Jahrhundertelang jagte er in den Sümpfen Norditaliens nach Wasservögeln, bevor die Natur seine Karriere radikal veränderte. Eine faszinierende Geschichte über Anpassungsfähigkeit und einen aussergewöhnlichen Geruchssinn.
Die Wurzeln in den italienischen Lagunen
Bereits seit dem 16. Jahrhundert lebte der Lagotto in den sumpfigen Gebieten um Comacchio und den Lagunen bei Ravenna. Die «Vallaroli», die Lagunenjäger, schickten ihn ins Wasser, um geschossene Blässhühner zu apportieren.

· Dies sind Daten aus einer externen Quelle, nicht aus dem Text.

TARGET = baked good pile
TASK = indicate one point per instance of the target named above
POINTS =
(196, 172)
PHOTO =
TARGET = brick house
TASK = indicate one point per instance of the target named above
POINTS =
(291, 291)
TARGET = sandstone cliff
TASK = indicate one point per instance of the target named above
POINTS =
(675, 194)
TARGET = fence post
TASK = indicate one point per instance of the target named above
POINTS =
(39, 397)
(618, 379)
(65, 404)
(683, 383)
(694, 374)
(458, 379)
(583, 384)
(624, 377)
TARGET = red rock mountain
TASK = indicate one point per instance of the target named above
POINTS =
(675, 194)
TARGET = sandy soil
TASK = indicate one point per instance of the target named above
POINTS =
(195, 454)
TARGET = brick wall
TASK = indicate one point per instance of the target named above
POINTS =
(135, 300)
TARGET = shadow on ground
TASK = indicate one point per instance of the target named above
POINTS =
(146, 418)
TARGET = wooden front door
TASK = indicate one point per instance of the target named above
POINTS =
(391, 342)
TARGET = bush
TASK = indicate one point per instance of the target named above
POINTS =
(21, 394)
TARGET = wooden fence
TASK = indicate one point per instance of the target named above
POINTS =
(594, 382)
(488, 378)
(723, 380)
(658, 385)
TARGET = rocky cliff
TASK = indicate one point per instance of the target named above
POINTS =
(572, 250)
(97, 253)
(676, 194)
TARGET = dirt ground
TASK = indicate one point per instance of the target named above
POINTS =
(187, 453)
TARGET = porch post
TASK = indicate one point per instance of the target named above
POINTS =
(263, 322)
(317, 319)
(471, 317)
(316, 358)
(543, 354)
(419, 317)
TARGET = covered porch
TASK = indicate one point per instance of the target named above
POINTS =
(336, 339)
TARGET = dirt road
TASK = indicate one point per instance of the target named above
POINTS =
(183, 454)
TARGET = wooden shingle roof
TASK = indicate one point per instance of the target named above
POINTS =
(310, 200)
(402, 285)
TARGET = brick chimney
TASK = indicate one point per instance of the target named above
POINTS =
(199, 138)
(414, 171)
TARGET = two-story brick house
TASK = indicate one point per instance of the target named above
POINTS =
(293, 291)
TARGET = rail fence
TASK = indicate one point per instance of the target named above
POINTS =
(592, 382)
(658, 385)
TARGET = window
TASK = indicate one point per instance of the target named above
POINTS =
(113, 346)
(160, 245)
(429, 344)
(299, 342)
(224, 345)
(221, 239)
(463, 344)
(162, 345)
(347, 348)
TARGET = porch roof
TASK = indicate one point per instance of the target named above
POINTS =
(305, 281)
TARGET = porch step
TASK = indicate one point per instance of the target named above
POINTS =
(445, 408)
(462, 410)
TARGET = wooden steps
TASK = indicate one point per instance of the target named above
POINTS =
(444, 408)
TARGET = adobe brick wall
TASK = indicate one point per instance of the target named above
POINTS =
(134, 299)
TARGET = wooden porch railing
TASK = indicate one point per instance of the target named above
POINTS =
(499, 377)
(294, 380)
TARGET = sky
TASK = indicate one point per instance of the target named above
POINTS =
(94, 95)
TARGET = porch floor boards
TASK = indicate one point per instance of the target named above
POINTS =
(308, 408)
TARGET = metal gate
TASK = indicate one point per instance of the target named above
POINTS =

Sein eng gekräuseltes, öliges Fell schützte ihn dabei perfekt vor Kälte und Nässe. Selbst durch Eisschichten brach er hindurch, um die Beute zu holen.
Das Tier konnte Stunden im eiskalten Wasser verbringen, ohne zu frieren. Seine fächerartigen Pfoten und sein kompakter Körperbau machten ihn bei seiner Arbeit zum perfekten Schwimmer.
Als die Sümpfe verschwanden
Ende des 19. Jahrhunderts trockneten grosse Teile der Sumpfgebiete aus. Die Regierung legte die Feuchtgebiete trocken, um Ackerland zu gewinnen.
Die Wasservögel verschwanden, die Vallaroli verloren ihre Lebensgrundlage. Zwischen 1840 und 1890 vollzog sich der Wandel des Lagotto vom Wasserhund zum Trüffelsucher.

Seine herausragende Spürnase, die er bei der Entenjagd entwickelt hatte, erwies sich als perfekt für die Trüffelsuche. Sein ausgeprägter Arbeitswille und seine schnelle Auffassungsgabe waren willkommene Extra-Qualitäten.
Zwischen den beiden Weltkriegen begleiteten Lagotti fast alle Trüffelsucher der Romagna und der umliegenden Gebiete. Der Hund hatte seine neue Berufung gefunden!
Warum er der perfekte Trüffelhund ist
Der Lagotto kann Trüffel aufspüren, die 30 bis 40 Zentimeter tief unter der Erde liegen – sogar aus mehreren Metern Entfernung. Kein Mensch besitzt diese Fähigkeit.
Sein Geruchssinn funktioniert auch in dichtem Gewächs, zwischen Gräsern oder im stacheligen Gestrüpp perfekt. Das lockige Fell, das ihn einst vor Eiswasser schützte, erwies sich auch in der dornigen Vegetation der Berge als vorteilhaft.
Ein entscheidender Vorteil: Der Lagotto hat seinen Jagdtrieb praktisch vollständig verloren. Wild interessiert ihn nicht – er konzentriert sich ausschliesslich auf die kostbaren Pilze.
Diese züchterische Selektion macht ihn zum Spezialisten. Andere Hunde lassen sich schnell durch Wildspuren ablenken, der Lagotto bleibt fokussiert.
Die Rettung vor dem Aussterben
In den 1970er-Jahren stand die Rasse kurz vor der Ausrottung. Trüffelsucher hatten jahrzehntelang wild gekreuzt – mit Pointern, Pudeln, Settern und Bracken.
Der ursprüngliche Lagotto drohte zu verschwinden. Eine Gruppe engagierter Hundefreunde startete die genetische Rekonstruktion.

Sie suchten die letzten reinrassigen Lagotti in abgelegenen Tälern der Romagna und retteten die Rasse gerade noch rechtzeitig. Heute ist der Lagotto Romagnolo international anerkannt und beliebt.
Ein Charakterhund mit besonderen Ansprüchen
Der Lagotto ist verspielt, temperamentvoll und extrem verschmust. Seine Intelligenz und sein Scharfsinn verlangen jedoch nach mentaler Auslastung.
Schnüffelspiele, Suchaufgaben und Nasenarbeit sind ideal für ihn. Körperliche Bewegung allein reicht nicht aus – sein Kopf will arbeiten.
Trotz seiner guten Erziehbarkeit ist er kein Anfängerhund – er fordert konsequente, liebevolle Führung.
Als Familienhund bei erfahrenen Hundefreunden zeigt er sich friedlich, fröhlich und niemals aggressiv. Seine robuste Gesundheit und Arbeitsfreude machen ihn perfekt für Agility, Obedience oder die Ausbildung zum Such- und Rettungshund.